Nigerian playwright and actor

Akinwumi Isola (24 December 1939 – 17 February 2018) was a Yoruba playwright, novelist, actor, dramatist, culture activist and scholar. He was known for his writing in, and his work in promoting, the Yoruba language. As an actor, he was known for;

- Agogo Eèwò (2002) as Ifa Priest
- Sawo-Segberi (2005)
- The Campus Queen (2004) as Professor
- Thunderbolt: Magun (2001) as Professor
- Brass Bells (1999) as Babalawo
- Efunsetan Aniwura (1981)
- Efunsetan Aniwura (2005).

==Early life and career==
Isola was born in Ibadan in 1939. He attended Labode Methodist School and Wesley College. He then studied at the University of Ibadan, earning a B.A. in French.

He was appointed professor at Obafemi Awolowo University in 1991. Isola wrote his first play, Efunsetan Aniwura, during 1961-62 while still a student at the University of Ibadan. This was followed by a novel, O Le Ku. In 1986, he wrote and composed the college anthem that is currently sung in Wesley College Ibadan.

He went on to write a number of plays and novels. He broke into broadcasting, creating a production company that has turned a number of his plays into television dramas and films. Though he claimed, "my target audience are Yorubas", Isola also wrote in English and translated to Yoruba. He spent his lifetime producing works that promoted the Yoruba language.

On May 4, 2015, his book Herbert Macaulay and the Spirit of Lagos was staged at the Performing Arts Theatre of the University of Ilorin in Kwara State. It was directed by Adams Abdulfatai Ayomide for the annual season of plays festival.

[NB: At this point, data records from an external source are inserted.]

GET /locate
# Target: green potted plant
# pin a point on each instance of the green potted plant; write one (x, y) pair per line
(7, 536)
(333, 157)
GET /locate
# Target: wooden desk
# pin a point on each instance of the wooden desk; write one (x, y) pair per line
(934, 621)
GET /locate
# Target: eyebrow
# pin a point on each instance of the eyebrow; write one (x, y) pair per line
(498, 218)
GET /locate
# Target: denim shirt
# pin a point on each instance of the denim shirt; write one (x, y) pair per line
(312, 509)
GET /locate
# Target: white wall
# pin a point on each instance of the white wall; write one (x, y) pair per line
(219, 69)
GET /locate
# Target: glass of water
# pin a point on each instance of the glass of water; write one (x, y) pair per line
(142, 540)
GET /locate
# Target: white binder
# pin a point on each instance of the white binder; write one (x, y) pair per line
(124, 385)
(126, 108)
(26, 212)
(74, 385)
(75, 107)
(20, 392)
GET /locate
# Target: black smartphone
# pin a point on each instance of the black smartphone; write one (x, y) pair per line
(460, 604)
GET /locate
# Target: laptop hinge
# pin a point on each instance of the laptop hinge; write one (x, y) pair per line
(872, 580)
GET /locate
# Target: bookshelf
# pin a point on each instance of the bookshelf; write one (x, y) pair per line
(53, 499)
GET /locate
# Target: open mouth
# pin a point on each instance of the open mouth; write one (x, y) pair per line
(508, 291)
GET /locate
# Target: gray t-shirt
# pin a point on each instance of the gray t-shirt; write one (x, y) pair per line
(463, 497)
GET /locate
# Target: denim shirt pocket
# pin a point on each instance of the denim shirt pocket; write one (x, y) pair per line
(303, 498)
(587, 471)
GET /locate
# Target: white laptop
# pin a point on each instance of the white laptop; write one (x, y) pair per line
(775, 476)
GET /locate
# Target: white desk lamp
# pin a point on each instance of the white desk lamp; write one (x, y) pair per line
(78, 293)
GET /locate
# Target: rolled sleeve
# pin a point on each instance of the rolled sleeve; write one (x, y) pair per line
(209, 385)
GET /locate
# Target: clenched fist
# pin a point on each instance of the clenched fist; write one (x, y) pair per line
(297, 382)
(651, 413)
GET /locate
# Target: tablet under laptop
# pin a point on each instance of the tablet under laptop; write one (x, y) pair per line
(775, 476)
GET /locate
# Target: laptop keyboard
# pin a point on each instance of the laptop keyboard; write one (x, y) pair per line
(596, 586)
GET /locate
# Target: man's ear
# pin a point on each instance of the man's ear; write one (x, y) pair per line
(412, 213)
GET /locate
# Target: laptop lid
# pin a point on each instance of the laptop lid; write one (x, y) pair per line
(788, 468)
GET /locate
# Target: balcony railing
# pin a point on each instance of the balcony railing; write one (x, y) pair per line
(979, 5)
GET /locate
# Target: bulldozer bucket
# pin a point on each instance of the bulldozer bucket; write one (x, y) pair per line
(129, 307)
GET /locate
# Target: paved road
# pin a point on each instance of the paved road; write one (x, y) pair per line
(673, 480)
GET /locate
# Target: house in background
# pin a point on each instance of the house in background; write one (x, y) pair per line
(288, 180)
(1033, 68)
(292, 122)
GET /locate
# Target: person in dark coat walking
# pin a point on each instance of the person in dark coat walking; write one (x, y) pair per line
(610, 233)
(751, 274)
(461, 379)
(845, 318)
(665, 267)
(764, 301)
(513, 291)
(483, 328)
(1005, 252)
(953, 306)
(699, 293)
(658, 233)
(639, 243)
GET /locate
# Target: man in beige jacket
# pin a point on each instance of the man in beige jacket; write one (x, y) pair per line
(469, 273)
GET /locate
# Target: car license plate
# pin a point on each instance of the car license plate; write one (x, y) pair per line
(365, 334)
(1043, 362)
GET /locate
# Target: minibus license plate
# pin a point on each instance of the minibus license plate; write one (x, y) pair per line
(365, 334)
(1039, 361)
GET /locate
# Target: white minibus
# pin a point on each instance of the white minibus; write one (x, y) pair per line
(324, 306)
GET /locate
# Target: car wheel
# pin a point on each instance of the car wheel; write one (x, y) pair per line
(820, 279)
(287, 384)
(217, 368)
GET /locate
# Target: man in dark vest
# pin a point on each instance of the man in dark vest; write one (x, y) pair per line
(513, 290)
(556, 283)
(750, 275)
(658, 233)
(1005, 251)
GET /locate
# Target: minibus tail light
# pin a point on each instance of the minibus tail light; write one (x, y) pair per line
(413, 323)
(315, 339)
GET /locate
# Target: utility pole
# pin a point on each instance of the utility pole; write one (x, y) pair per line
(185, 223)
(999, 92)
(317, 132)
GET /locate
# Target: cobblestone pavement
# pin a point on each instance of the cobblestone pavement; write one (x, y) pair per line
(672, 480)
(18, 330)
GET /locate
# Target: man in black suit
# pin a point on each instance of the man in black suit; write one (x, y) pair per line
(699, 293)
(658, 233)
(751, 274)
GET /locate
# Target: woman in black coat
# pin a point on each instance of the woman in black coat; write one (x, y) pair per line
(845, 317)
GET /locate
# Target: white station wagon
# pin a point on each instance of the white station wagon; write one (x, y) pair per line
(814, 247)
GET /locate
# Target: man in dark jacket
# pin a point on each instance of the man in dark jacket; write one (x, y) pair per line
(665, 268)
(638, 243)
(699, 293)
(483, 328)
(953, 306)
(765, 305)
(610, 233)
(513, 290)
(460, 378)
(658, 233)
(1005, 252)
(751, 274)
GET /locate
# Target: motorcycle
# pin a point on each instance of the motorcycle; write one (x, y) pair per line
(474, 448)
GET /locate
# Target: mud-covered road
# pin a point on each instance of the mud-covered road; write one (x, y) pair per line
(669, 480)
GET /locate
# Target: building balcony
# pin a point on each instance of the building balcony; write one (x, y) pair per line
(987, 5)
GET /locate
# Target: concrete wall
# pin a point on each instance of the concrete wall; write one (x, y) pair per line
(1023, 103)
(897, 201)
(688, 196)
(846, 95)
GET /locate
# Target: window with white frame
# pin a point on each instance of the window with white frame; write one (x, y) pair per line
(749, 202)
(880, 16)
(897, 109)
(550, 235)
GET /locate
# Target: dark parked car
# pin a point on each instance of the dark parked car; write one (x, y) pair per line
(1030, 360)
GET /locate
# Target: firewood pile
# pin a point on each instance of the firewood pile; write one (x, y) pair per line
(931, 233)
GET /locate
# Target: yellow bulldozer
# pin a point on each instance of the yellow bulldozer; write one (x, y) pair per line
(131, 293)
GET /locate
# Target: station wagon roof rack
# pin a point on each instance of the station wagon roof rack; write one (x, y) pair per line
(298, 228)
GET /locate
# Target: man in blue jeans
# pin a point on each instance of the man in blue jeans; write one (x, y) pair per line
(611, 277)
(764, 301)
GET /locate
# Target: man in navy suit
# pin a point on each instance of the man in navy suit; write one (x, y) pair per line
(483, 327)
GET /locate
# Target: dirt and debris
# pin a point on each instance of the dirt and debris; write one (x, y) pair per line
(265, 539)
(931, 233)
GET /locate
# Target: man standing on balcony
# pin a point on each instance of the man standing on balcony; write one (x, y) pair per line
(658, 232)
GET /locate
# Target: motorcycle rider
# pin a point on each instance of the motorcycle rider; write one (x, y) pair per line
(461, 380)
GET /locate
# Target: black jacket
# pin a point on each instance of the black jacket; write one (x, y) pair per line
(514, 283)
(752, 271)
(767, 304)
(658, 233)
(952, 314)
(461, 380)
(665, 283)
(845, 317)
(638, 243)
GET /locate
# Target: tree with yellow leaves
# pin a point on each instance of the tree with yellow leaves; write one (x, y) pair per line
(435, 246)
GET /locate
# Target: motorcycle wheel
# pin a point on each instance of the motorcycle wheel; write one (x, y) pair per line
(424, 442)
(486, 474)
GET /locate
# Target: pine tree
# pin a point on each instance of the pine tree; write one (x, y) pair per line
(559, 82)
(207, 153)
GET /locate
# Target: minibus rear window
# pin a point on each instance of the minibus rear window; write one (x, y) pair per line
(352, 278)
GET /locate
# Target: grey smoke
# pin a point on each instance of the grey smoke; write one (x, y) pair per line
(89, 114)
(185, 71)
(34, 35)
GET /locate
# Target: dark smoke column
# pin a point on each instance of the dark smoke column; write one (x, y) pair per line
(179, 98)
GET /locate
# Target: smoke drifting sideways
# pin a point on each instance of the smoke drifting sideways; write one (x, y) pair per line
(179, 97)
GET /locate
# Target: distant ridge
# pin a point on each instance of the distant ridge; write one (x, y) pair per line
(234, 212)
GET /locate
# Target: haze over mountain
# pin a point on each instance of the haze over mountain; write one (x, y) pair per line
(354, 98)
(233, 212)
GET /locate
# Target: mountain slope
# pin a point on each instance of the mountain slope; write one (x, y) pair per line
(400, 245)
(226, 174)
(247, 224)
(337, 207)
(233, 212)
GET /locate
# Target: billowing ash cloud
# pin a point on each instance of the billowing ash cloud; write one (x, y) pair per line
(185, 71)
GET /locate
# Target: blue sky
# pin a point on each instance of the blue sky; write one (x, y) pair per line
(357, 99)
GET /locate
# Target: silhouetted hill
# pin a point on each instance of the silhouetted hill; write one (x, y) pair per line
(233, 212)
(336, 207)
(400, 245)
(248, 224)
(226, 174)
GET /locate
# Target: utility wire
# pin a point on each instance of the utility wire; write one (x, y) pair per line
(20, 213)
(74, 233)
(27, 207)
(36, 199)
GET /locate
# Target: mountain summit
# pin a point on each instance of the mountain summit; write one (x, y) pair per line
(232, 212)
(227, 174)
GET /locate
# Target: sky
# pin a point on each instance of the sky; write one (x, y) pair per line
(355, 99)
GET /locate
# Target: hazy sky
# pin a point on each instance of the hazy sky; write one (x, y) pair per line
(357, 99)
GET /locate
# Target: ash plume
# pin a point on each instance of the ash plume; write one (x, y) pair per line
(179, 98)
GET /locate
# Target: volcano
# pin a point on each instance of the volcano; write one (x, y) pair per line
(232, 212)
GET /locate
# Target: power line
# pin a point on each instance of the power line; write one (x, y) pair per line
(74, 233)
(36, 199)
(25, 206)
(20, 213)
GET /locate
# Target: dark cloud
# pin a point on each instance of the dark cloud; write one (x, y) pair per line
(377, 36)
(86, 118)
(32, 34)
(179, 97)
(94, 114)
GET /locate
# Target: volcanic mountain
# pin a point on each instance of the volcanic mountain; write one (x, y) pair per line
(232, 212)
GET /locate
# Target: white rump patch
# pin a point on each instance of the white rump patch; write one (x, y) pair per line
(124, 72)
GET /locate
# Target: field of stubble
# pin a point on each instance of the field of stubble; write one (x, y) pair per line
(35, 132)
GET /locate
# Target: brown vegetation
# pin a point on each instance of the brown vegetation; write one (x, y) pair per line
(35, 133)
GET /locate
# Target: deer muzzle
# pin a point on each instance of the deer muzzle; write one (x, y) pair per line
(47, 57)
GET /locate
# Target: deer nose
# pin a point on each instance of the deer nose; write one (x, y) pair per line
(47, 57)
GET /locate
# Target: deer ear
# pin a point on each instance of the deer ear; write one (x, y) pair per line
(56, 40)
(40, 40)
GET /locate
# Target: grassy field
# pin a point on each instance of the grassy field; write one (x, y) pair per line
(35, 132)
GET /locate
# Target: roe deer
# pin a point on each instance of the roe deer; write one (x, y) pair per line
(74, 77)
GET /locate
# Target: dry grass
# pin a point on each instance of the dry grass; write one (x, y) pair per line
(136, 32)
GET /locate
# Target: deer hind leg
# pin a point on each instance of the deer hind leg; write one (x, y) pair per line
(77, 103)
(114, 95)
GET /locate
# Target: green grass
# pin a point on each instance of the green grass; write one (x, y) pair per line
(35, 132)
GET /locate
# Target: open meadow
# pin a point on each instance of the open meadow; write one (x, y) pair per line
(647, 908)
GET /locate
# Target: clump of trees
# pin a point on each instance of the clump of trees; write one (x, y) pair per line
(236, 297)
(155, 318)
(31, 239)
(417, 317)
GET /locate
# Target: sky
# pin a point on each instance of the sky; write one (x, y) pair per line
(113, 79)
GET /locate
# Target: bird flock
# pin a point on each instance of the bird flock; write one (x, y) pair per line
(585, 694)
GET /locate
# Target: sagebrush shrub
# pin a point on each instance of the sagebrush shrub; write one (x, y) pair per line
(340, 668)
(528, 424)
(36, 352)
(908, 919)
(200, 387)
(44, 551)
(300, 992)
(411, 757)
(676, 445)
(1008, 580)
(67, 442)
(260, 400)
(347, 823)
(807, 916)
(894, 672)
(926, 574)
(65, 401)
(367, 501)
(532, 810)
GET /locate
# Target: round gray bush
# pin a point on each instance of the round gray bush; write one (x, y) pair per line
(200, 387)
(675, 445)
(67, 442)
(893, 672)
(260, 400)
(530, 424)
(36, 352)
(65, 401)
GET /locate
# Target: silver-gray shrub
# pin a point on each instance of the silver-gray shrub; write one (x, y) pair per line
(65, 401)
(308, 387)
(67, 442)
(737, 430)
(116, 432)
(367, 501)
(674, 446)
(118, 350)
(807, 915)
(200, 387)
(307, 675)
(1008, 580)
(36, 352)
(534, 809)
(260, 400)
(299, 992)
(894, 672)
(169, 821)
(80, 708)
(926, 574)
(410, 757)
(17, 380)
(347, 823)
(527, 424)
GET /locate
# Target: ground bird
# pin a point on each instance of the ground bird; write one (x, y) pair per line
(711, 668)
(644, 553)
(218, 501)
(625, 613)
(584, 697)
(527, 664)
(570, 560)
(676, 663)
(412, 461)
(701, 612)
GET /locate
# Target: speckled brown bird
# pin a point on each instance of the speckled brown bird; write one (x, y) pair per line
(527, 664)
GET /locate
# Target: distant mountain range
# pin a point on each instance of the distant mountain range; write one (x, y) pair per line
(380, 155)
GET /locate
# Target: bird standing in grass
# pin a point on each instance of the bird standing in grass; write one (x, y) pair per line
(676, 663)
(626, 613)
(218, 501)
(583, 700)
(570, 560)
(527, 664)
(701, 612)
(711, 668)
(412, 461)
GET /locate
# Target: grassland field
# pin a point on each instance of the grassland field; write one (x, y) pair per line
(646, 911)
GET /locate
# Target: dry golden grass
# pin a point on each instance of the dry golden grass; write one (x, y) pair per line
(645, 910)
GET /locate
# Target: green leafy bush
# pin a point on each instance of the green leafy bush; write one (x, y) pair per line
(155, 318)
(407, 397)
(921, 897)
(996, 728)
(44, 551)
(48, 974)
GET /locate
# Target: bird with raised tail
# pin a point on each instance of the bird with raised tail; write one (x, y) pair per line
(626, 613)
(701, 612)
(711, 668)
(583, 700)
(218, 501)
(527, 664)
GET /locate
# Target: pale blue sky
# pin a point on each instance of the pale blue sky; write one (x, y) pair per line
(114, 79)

In 2000, in recognition of his immense contributions, he was awarded the National Merit Award and appointed a Fellow of the Nigerian Academy of Letters. He was also a visiting professor at the University of Georgia.

==Personal life==
Isola was married and had four children. He died on 17 February 2018 in Ibadan, Oyo State, aged 78.